Mom and pop shops didn’t need the nasty headlines of the last two months to tell them things were bad out there.

The National Small Business Association’s annual survey of small-business owners published in August found that 67% of small-business owners are directly affected by the credit crunch–more than double the number expressing those fears a year ago. The National Federation of Independent Businesses recently reported that small-business owners’ confidence in the economy was at its lowest ebb in the 22 years the NFIB has kept such data.

Todd Smith, of Saranac Lake, N.Y., is president of Dutchtub U.S., the American arm of Dutchtub, maker of high-end, wood-fired hot tubs. While the market for $6,000 hot tubs is cooling, Smith, who waxes practically poetic when talking about his product, refuses to back off his marketing efforts.

“We have never considered economic conditions as a driver of our marketing,” he says. “We have always focused on marketing the experience that comes with our product.”

That means Smith has to find savings elsewhere–and pass at least some of them along to customers to keep them buying. How to do that?

First, Smith plans to move some of the production to the U.S–that’s right, to the U.S.–to meet growing demand in that country. (To date, most of the tubs are sold in Europe.) While Smith is still choosing a manufacturer, he anticipates the move from Amsterdam will save $1,500 per tub, or 25% of the retail price.
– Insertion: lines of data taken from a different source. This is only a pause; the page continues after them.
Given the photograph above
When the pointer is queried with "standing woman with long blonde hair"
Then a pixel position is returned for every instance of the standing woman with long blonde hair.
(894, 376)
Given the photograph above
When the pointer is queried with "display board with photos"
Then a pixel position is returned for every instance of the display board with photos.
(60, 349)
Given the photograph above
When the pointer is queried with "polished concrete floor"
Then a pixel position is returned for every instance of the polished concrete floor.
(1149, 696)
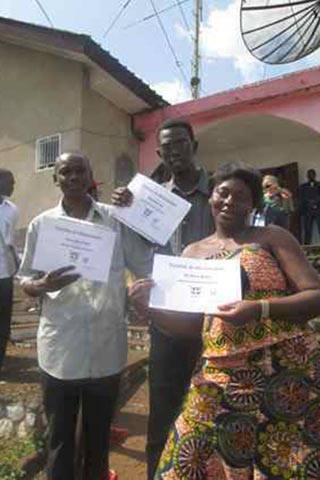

Those savings include: $500 in reduced transportation costs, $500 in import duties and taxes and $500 in estimated exchange-rate losses.

But Smith doesn’t just plan to move manufacturing; he also aims to change the process. In the past, making tubs involved lots of hands-on labor. “We have been exploring less expensive production methods for years but have struggled to find a process that protects the integrity of the design that we are so proud of,” he says. But a new injection-molding process promises to do the trick, he thinks–and shave another $2,000 off of the cost of each tub.

That extra margin will give Smith room to make critical moves to keep his shop growing–even in a bad economy. His plans include adding more distribution partners and reducing the tub’s price to entice customers (though he won’t reveal by how much).